While it is now clear that lincRNAs are functionally important, the mechanisms by which they carry out their regulatory role is currently unknown. Our lab aims to understand the role of lincRNAs, rather than other protein regulators, in controlling cell states and regulating gene expression programs. We aim to systematically define the proteins that interact with lincRNAs and determine how lincRNAs interact with and assemble diverse macromolecular complexes (Aim 1), how lincRNAs recruit complexes to target sites and how lincRNAs achieve regulatory specificity (Aim 2), and how lincRNAs, through these interactions, give rise to phenotypic states and control cell state decisions (Aim 3).
Through a systematic understanding of these lincRNA-protein interactions, how they get assembled, and the functional role of these interactions, we will be able to understand how regulatory specificity can be imparted by lincRNAs. A detailed understanding of this process will allow us to understand the full complexity of how lincRNAs can interact with both nucleic acid and protein modules to carry out regulatory roles and will provide an understanding of how large ncRNAs can regulate gene expression in normal and disease states.
It is now clear that many lincRNAs carry out their functional roles through their physical interaction with diverse regulatory proteins.

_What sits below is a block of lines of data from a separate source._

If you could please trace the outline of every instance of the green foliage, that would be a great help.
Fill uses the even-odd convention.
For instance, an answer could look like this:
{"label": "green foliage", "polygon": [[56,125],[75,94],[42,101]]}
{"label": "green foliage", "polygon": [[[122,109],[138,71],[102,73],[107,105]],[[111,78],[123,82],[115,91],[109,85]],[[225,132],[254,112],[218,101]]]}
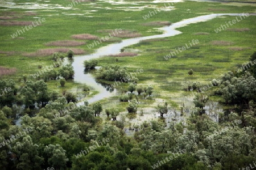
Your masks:
{"label": "green foliage", "polygon": [[127,95],[123,95],[120,96],[119,100],[121,102],[127,102],[129,100],[129,96]]}
{"label": "green foliage", "polygon": [[240,77],[234,76],[231,72],[225,74],[220,86],[219,93],[226,103],[249,104],[255,101],[256,80],[250,73],[245,71]]}
{"label": "green foliage", "polygon": [[126,68],[119,65],[103,66],[97,71],[96,78],[109,81],[137,82],[138,79],[127,73]]}
{"label": "green foliage", "polygon": [[87,70],[94,69],[95,67],[97,66],[98,62],[98,60],[96,59],[92,59],[89,61],[85,60],[84,61],[84,66]]}
{"label": "green foliage", "polygon": [[190,69],[189,71],[188,71],[188,74],[189,75],[192,75],[194,73],[194,71],[192,69]]}
{"label": "green foliage", "polygon": [[64,78],[66,80],[72,78],[74,74],[74,69],[71,64],[63,66],[59,70],[59,75]]}
{"label": "green foliage", "polygon": [[60,79],[60,86],[61,86],[61,87],[64,87],[65,84],[66,83],[66,80],[65,80],[64,78],[61,78]]}
{"label": "green foliage", "polygon": [[133,93],[136,90],[136,86],[134,84],[131,83],[128,87],[128,91]]}
{"label": "green foliage", "polygon": [[100,113],[102,111],[102,105],[100,102],[96,102],[92,105],[93,109],[95,111],[95,116],[100,116]]}
{"label": "green foliage", "polygon": [[66,98],[68,103],[69,103],[70,102],[76,103],[77,101],[76,95],[71,92],[66,93],[65,94],[65,97]]}
{"label": "green foliage", "polygon": [[71,59],[74,56],[74,52],[71,49],[69,49],[67,53],[67,56],[68,58]]}
{"label": "green foliage", "polygon": [[137,101],[136,100],[133,100],[129,102],[128,107],[126,107],[128,113],[137,113]]}
{"label": "green foliage", "polygon": [[161,105],[159,104],[158,105],[158,110],[160,113],[161,118],[163,117],[164,114],[167,114],[168,112],[168,103],[164,103],[164,105]]}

As such, understanding how lincRNAs control cell states requires a detailed understanding of lincRNA-Protein complexes. To date, our understanding has been limited because most studies of lincRNA-Protein complexes have used protein-immunoprecipitation to identify the RNAs associated with a specific protein complex; this requires knowledge of the specific proteins that may interact with a lincRNA. We will explore three paths that together will allow us to define the complexity of lincRNA-Protein complexes in embryonic stem cells. We will comprehensively identify protein-complexes with which lincRNAs interact, determine where these protein interactions occur on RNA, and determine how these lincRNA-Protein complexes assemble. Together, this will provide a map of lincRNA-Protein complexes in mouse ES cells and allow us to determine the regulatory complexes that lincRNAs assemble and the principles of how lincRNA complexes form providing a key component in understanding the regulatory role of lincRNAs.

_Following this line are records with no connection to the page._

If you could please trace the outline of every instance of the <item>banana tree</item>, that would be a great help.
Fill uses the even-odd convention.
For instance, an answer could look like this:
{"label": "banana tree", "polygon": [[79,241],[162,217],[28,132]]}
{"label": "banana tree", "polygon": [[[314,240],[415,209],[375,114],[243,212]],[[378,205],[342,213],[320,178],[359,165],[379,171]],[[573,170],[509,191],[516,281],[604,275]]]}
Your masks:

While it is now clear that lincRNAs have major functional effects in the cell, their direct regulatory targets remain unknown. As many lincRNAs physically interact with diverse regulatory proteins including many chromatin regulators, an attractive hypothesis is that many lincRNAs may work by localizing regulatory proteins to specific genomic DNA regions as has been demonstrated for the XIST ncRNA. Yet, beyond a few examples, these interactions remain largely unexplored. Determining how lincRNAs provide regulatory specificity requires defining the direct targets and the mechanism of lincRNA targeting. We will determine the principles governing lincRNA localization to regulatory target sites. This will provide an understanding of lincRNA-Protein localization to regulatory targets and provide an understanding of the rules governing specificity of lincRNA-Protein complexes to regulatory targets.
Understanding how lincRNAs give rise to specific patterns of gene expression will require determination of the functional contribution of each interaction domain. To date, methods to characterize the function of lincRNAs deplete the entire lincRNA which cannot provide insights into how a lincRNA is functionally assembled. Defining the unique functional role of a lincRNA will require a different approach, one that allows targeting of individual domains and creation of synthetic lincRNA alleles. We will define the function of lincRNA-Protein interaction domains and directly test the modularity and flexibility of lincRNAs. These results will determine the functional role of individual lincRNA-Protein interaction domains, and test whether lincRNAs are functionally modular and flexible as predicted by the 'flexible modular scaffold' model. This data will provide an understanding of how lincRNAs are functionally assembled and how lincRNAs can interact with both nucleic acid and protein modules to carry out regulatory roles.